For seven months, the city couldn’t actually read Green’s usage. That meant he also wasn’t being billed for it. When the device was fixed, though, all seven months came due at once. The bill covered 344,000 gallons of water, a staggering amount for Green’s household. As he put it: “We don’t have a pool, we don’t have a jacuzzi.” The home does have a single bathtub that the couple rarely uses, and that’s about it.

Green’s first reaction was disbelief that the number could be real. But there was a very concrete reason he had been hit with that kind of number. There was an underground leak in front of his house, invisible from the surface, that had been pushing water through his meter for months. Because the transmitter was dead, no monthly bill ever flagged the spike, so the leak ran on unnoticed.

Once the meter was reporting again, the city retroactively billed Green for every gallon used. He accepts that the water went through his meter, but he doesn’t agree with the fairness of the bill’s delay. The broken city equipment, he argues, kept him from catching the leak far sooner, and the city took no responsibility and made no adjustment for it. According to the City of Phoenix’s Water Services Department, transmitter failures like this are rare, under 1 percent, and tend to happen as the devices near the end of their life. In other words, they didn’t exactly agree with Green’s frustrated assessment of the situation.

How a Bill Like This Can Pile Up

Today’s water meters don’t actually need a person to walk up and read them. A small transmitter on the meter will send the reading to the utility, which uses it to calculate each monthly bill. The system is reliable until the transmitter fails. When it does, the utility stops getting numbers, and without numbers, it can’t put together an accurate bill.

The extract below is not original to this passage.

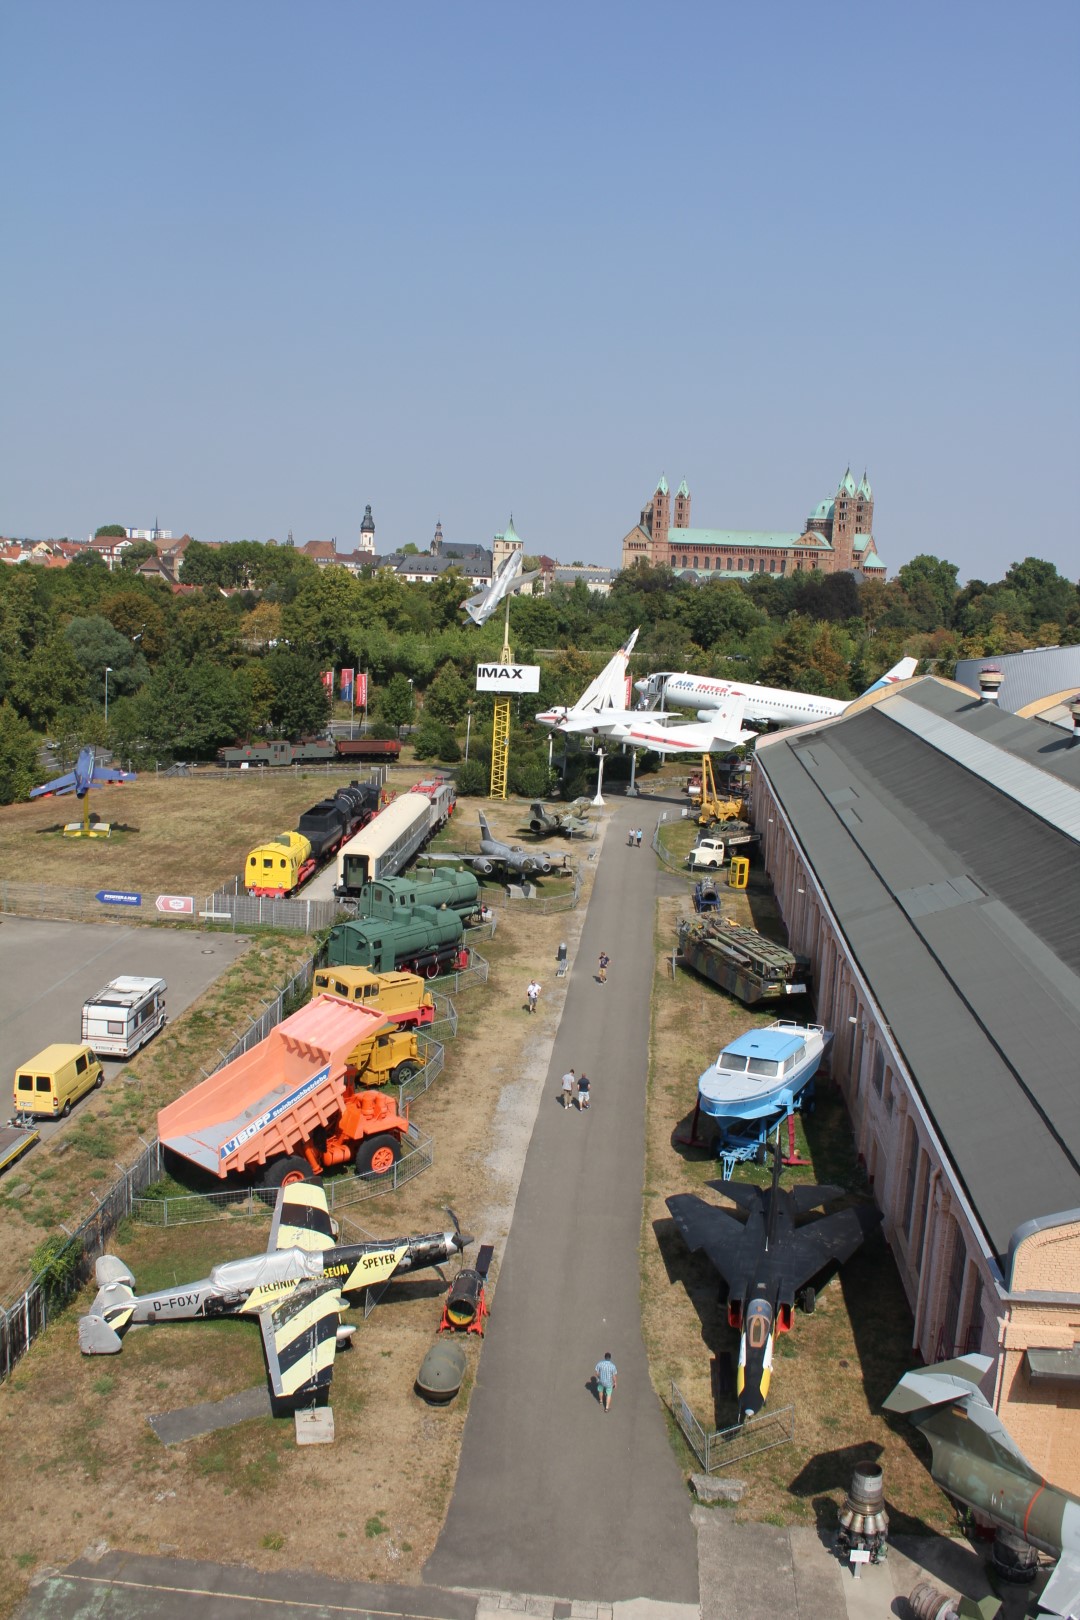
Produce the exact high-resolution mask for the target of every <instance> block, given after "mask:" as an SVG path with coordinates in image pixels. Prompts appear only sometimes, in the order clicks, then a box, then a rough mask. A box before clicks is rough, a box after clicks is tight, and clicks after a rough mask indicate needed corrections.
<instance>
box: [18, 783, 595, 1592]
mask: <svg viewBox="0 0 1080 1620" xmlns="http://www.w3.org/2000/svg"><path fill="white" fill-rule="evenodd" d="M313 797H314V794H313V795H309V797H308V799H306V800H304V802H309V800H311V799H313ZM301 799H304V795H303V794H301ZM301 807H303V805H301ZM461 808H463V810H465V821H463V825H461V836H463V834H465V833H466V831H468V823H470V821H473V825H474V815H471V816H470V810H474V802H466V804H465V805H463V807H461ZM526 808H528V807H523V805H515V804H508V805H500V807H494V815H492V826H494V829H495V831H497V833H499V834H500V836H504V838H518V836H520V833H518V829H520V826H521V820H523V810H526ZM444 842H445V841H444ZM546 847H555V849H557V847H560V844H559V841H549V846H546ZM597 847H599V846H597V844H581V846H580V844H578V842H576V841H575V844H573V855H575V859H581V860H583V870H585V873H586V889H585V894H583V901H581V906H580V907H578V909H576V910H575V912H570V914H565V912H563V914H557V915H554V917H539V915H531V914H528V912H521V910H513V912H505V910H500V912H499V928H497V935H495V938H494V940H491V941H486V943H483V946H481V949H483V954H484V956H486V957H487V959H489V962H491V982H489V983H487V985H484V987H474V988H470V990H466V991H463V993H461V995H460V996H458V998H457V1006H458V1013H460V1027H458V1035H457V1038H455V1040H452V1042H450V1043H449V1045H447V1066H445V1072H444V1074H442V1076H440V1077H439V1081H437V1082H436V1085H434V1087H432V1089H431V1090H429V1092H426V1093H424V1095H423V1097H419V1098H418V1100H416V1102H415V1105H413V1110H411V1113H413V1118H415V1119H416V1123H418V1124H419V1128H421V1129H423V1131H424V1132H427V1134H431V1136H432V1137H434V1142H436V1158H434V1165H432V1168H431V1170H429V1171H426V1173H424V1174H423V1176H419V1178H416V1179H415V1181H411V1183H408V1184H406V1186H405V1187H402V1189H400V1191H398V1192H397V1194H393V1192H389V1194H387V1196H382V1197H377V1199H372V1200H369V1202H366V1204H363V1205H358V1207H355V1209H353V1210H351V1212H350V1213H351V1215H353V1217H355V1220H356V1221H358V1223H361V1221H363V1226H364V1228H368V1230H369V1231H371V1233H372V1234H376V1236H392V1234H393V1233H402V1231H429V1230H442V1228H444V1226H445V1223H447V1217H445V1213H444V1210H445V1205H452V1207H453V1209H455V1210H457V1213H458V1215H460V1218H461V1223H463V1226H465V1228H466V1230H468V1231H471V1233H474V1236H476V1238H478V1241H491V1243H495V1268H494V1272H492V1328H491V1330H492V1332H497V1312H499V1299H497V1260H499V1257H500V1254H502V1244H504V1239H505V1234H507V1231H508V1228H510V1220H512V1213H513V1200H515V1197H517V1183H518V1178H520V1168H521V1162H523V1152H525V1145H526V1144H528V1132H529V1129H531V1119H533V1108H534V1098H536V1093H538V1087H542V1081H544V1076H546V1069H547V1055H549V1051H551V1043H552V1040H554V1034H555V1029H557V1024H559V1016H560V1008H562V993H563V990H562V987H560V985H557V982H555V977H554V959H555V949H557V944H559V941H560V940H568V941H570V944H572V949H573V941H575V940H576V935H578V932H580V927H581V922H583V917H585V906H586V902H588V893H589V889H591V881H593V870H594V862H589V860H588V854H591V852H594V851H596V849H597ZM546 893H554V886H551V885H546ZM295 943H296V946H298V948H300V949H303V948H309V941H301V940H300V938H296V941H295ZM248 954H249V956H254V953H248ZM238 966H240V964H238ZM533 974H536V975H538V977H539V978H541V983H542V985H544V995H542V998H541V1006H539V1013H538V1014H536V1017H529V1016H528V1014H526V1013H525V1011H523V1003H525V985H526V983H528V980H529V978H531V977H533ZM282 977H285V975H282ZM193 1011H198V1008H196V1009H193ZM189 1016H191V1014H189ZM189 1016H188V1017H189ZM185 1024H186V1019H181V1021H178V1024H176V1025H175V1027H173V1025H170V1030H168V1032H167V1034H168V1038H178V1035H180V1034H183V1027H185ZM204 1032H206V1034H207V1037H209V1024H207V1025H206V1030H204ZM210 1038H212V1037H210ZM160 1045H162V1043H159V1042H155V1043H154V1045H152V1047H151V1048H147V1056H149V1053H152V1051H154V1050H155V1048H157V1047H160ZM144 1061H146V1059H144V1058H139V1059H138V1066H139V1071H142V1066H144ZM149 1123H151V1129H152V1118H151V1121H149ZM31 1157H32V1155H31ZM71 1162H73V1160H71V1152H68V1155H66V1157H65V1158H63V1160H62V1162H60V1166H57V1174H53V1176H52V1178H49V1179H47V1183H45V1187H49V1186H52V1184H55V1183H57V1181H58V1179H62V1178H63V1174H66V1173H65V1171H63V1166H65V1165H68V1163H71ZM100 1170H102V1178H104V1179H110V1166H108V1165H107V1162H104V1160H102V1162H100ZM24 1179H28V1181H29V1171H28V1176H26V1178H24ZM47 1196H50V1194H45V1192H42V1194H36V1196H34V1197H31V1194H26V1196H24V1200H19V1202H28V1204H31V1205H36V1204H37V1202H39V1199H40V1200H44V1199H45V1197H47ZM55 1196H57V1197H58V1194H55ZM57 1207H58V1205H57ZM53 1215H55V1212H53ZM8 1217H11V1218H13V1220H19V1218H23V1217H21V1215H19V1217H13V1215H11V1212H5V1220H6V1218H8ZM39 1230H42V1228H39ZM267 1231H269V1221H267V1218H244V1220H241V1218H238V1217H228V1218H225V1220H223V1221H220V1223H214V1225H210V1226H196V1228H178V1230H168V1231H162V1230H159V1228H154V1230H147V1228H141V1226H128V1228H126V1230H123V1231H121V1233H118V1234H117V1238H115V1239H113V1243H112V1247H113V1249H115V1252H118V1254H120V1255H123V1259H125V1260H126V1262H128V1264H130V1265H131V1267H133V1272H134V1277H136V1280H138V1283H139V1286H160V1285H168V1283H175V1281H185V1280H193V1278H196V1277H201V1275H206V1270H207V1268H209V1265H212V1264H214V1262H217V1260H220V1259H227V1257H230V1255H233V1257H235V1255H240V1254H251V1252H256V1251H257V1249H259V1247H262V1246H264V1244H266V1234H267ZM92 1294H94V1288H92V1286H91V1288H87V1290H86V1291H84V1293H83V1296H81V1299H79V1301H76V1304H74V1306H73V1307H71V1309H68V1311H66V1312H65V1314H63V1315H62V1317H60V1320H58V1322H55V1324H53V1325H52V1327H50V1328H49V1332H47V1333H45V1335H44V1336H42V1338H40V1340H39V1341H37V1343H36V1345H34V1346H32V1348H31V1351H29V1354H28V1356H26V1358H24V1359H23V1361H21V1362H19V1366H18V1367H16V1372H15V1375H13V1377H11V1379H10V1380H8V1382H6V1383H5V1385H0V1434H2V1435H3V1468H2V1469H0V1515H2V1516H3V1523H5V1536H3V1537H2V1545H0V1617H5V1615H10V1614H11V1612H13V1610H15V1607H16V1604H18V1601H19V1597H21V1594H23V1592H24V1589H26V1583H28V1579H29V1578H31V1575H32V1571H34V1568H37V1567H39V1565H42V1563H45V1562H47V1563H57V1565H58V1563H63V1562H66V1560H70V1558H71V1557H74V1555H78V1554H79V1552H81V1550H83V1549H84V1547H86V1545H89V1544H94V1542H99V1541H105V1542H108V1544H110V1545H115V1547H131V1549H136V1550H146V1552H159V1550H168V1552H178V1554H183V1555H186V1557H201V1558H215V1560H225V1562H240V1563H248V1565H254V1567H257V1568H262V1570H274V1568H285V1567H288V1568H291V1570H296V1568H319V1570H327V1568H332V1570H337V1571H340V1573H342V1575H343V1576H351V1578H356V1579H364V1578H368V1579H382V1581H385V1579H393V1581H416V1579H419V1571H421V1567H423V1563H424V1560H426V1558H427V1555H429V1552H431V1549H432V1547H434V1542H436V1537H437V1534H439V1529H440V1524H442V1520H444V1515H445V1508H447V1502H449V1497H450V1490H452V1487H453V1479H455V1474H457V1463H458V1450H460V1437H461V1427H463V1424H465V1416H466V1409H468V1393H470V1390H471V1379H473V1372H474V1367H476V1361H478V1356H479V1353H481V1345H479V1343H476V1341H474V1340H470V1341H468V1346H466V1349H468V1358H470V1369H471V1371H470V1377H468V1380H466V1385H465V1388H463V1392H461V1395H460V1396H458V1400H457V1401H455V1403H453V1405H452V1406H449V1408H445V1409H444V1408H429V1406H427V1405H426V1403H423V1401H421V1400H419V1398H418V1396H416V1395H415V1392H413V1380H415V1377H416V1372H418V1369H419V1362H421V1361H423V1356H424V1353H426V1349H427V1346H429V1345H431V1341H432V1336H434V1332H436V1327H437V1322H439V1314H440V1296H442V1285H440V1283H439V1280H437V1278H434V1273H432V1277H418V1278H416V1280H413V1281H403V1283H398V1285H392V1288H390V1290H389V1293H387V1296H385V1298H384V1301H382V1302H381V1304H379V1306H377V1309H376V1311H374V1312H372V1315H371V1317H369V1319H368V1320H359V1317H358V1315H356V1314H351V1315H350V1320H356V1322H358V1330H356V1338H355V1346H353V1348H351V1349H350V1351H347V1353H343V1354H342V1356H340V1359H338V1362H337V1371H335V1379H334V1390H332V1405H334V1413H335V1424H337V1443H335V1445H334V1447H327V1448H321V1450H317V1452H308V1450H304V1452H298V1450H296V1447H295V1442H293V1426H291V1421H283V1419H270V1417H262V1419H251V1421H248V1422H244V1424H240V1426H238V1427H235V1429H232V1430H227V1432H223V1434H217V1435H207V1437H204V1439H201V1440H193V1442H188V1443H185V1445H178V1447H170V1448H168V1450H167V1448H165V1447H162V1445H160V1443H159V1440H157V1439H155V1437H154V1434H152V1430H151V1429H149V1424H147V1417H149V1416H151V1414H154V1413H160V1411H167V1409H172V1408H176V1406H185V1405H189V1403H194V1401H202V1400H217V1398H220V1396H223V1395H228V1393H235V1392H238V1390H243V1388H248V1387H253V1385H257V1383H259V1382H261V1380H262V1379H264V1375H266V1371H264V1362H262V1348H261V1338H259V1330H257V1327H256V1325H254V1324H253V1322H244V1320H230V1322H217V1324H181V1325H175V1327H159V1328H139V1330H136V1332H133V1333H131V1335H130V1336H128V1341H126V1345H125V1349H123V1354H121V1356H118V1358H115V1359H104V1358H102V1359H99V1358H94V1359H84V1358H81V1356H79V1353H78V1348H76V1322H78V1315H79V1312H81V1311H84V1309H86V1307H87V1304H89V1301H91V1299H92ZM45 1479H47V1482H49V1500H50V1513H49V1515H47V1516H44V1515H42V1513H40V1492H42V1486H44V1482H45Z"/></svg>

The gap in billing is only half of it. The other half is the leak. An underground line can develop a slow break that never surfaces, with no puddle in the yard, no sound in the walls, while it wastes water day and night. The single best warning sign of a leak like that is a sudden jump in the monthly bill. With no bill coming, Green had no way to prepare or change anything, and those 344,000 gallons slipped away.

It’s important to keep in mind that water that passes through your meter is water you’re generally responsible for, even when a hidden leak is the cause. A dead transmitter reads as zero, which could either mean an empty house or a broken sensor. You won’t necessarily know which one it is until it’s too late.

What to Do If Your Bill Blindsides You

What should you do if this happens to you? The best defense is catching a leak before it becomes a runaway bill. Watch your monthly usage and compare it to the same month a year earlier. Treat any unexplained jump as a reason to look closer. You can also check for a hidden leak yourself in a few minutes. Shut off every faucet, appliance, and irrigation line, then find your water meter. Many meters have a small red triangle or dial that spins when water is moving. If it keeps turning with everything off, water is going somewhere it should not, and it is time to call a plumber.

If a shock bill does arrive, do not just pay it in silence. Call the utility and ask it to walk you through the charge and the meter history. Ask specifically about a leak adjustment. Many water providers will credit part of a bill caused by a documented, repaired leak, though you usually have to request it and show proof of the repair, like a plumber’s invoice. If the balance is large, ask for a payment plan, which is what Green arranged over 36 months. If you get nowhere, escalate in writing and keep records of every call. You may be in for an uphill battle over time with this situation.